Orang Pesong : Kamu memang gila...
Orang
Gila : Gilagilagilagilagila...lagi
lagi lagi...Ini bisa menjadi puisi.
Orang Pesong : Tadi kamu mengatakan tentang kemerdekaan.
Tahu apa kamu tentang kemerdekaan?
Orang Gila : Kemerdekaan? Kemerdekaan adalah tidak
membuat yang ada dalam dan di luar dirimu sendiri menjadi tidak merdeka. Suatu
kemerdekaan tidak mesti membuat hilangnya kemerdekaan yang lain.
Orang Pesong : Jemu ah...Kamu ini memang....(telunjuknya miring di kening.)

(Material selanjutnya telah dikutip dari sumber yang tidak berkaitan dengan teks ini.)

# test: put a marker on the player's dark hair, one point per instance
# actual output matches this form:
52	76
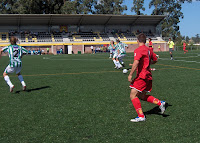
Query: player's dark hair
142	38
13	40
117	40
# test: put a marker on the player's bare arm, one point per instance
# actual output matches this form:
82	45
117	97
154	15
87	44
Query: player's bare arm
134	67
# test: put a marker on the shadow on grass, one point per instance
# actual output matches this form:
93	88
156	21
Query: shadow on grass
156	110
33	89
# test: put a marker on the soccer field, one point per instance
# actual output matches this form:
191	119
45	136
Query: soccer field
82	98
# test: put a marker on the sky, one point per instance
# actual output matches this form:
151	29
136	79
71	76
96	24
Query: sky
188	26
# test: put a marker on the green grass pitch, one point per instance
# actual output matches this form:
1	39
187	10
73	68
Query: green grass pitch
82	98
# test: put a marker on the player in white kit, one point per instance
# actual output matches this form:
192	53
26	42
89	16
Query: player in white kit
15	53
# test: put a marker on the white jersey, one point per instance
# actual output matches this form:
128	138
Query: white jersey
15	53
122	48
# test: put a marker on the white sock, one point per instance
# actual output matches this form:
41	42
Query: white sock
21	80
118	64
7	79
115	62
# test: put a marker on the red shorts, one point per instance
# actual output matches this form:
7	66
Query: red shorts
141	85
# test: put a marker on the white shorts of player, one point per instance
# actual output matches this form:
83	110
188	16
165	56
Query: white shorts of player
121	56
115	55
10	69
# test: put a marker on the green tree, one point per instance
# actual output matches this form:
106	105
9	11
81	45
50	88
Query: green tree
137	6
172	10
78	7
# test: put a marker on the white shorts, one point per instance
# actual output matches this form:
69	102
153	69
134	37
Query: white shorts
10	69
121	56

Orang Gila : Aku juga jemu. Aku jenuh menonton
televisi di RUHANTAL ini. Bagaimana kalau kita usulkan kepada pengurusnya agar
mengundang penari-penari, penyair-penyair, dan penyanyi-penyanyi menghibur kita
yang sedang bosan ini.
Orang Pesong : Ah, boleh juga usulanmu itu.
Orang Gila : Ada tidak ya penyair gila yang mau
menghibur orang-orang seperti kita ini?
Orang Pesong : Entahlah. Ini untukmu. (memberikan sebuah buku)
Orang
Gila : Terima kasih. (membuka halaman
demi halaman)
Orang Pesong : Semoga kamu berminat untuk menulis dan
menerbitkan buku mesti tulisan-tulisanmu dianggap sebagai coret.
Orang
Gila : Moga-moga...Semoga kita selalu
sehat walafiat dan waras selamanya.
Di luar Rumah Penyembuhan Sakit Mental, asap semakin
menjadi-jadi. Itu telah terjadi berulang-ulang. Entahlah.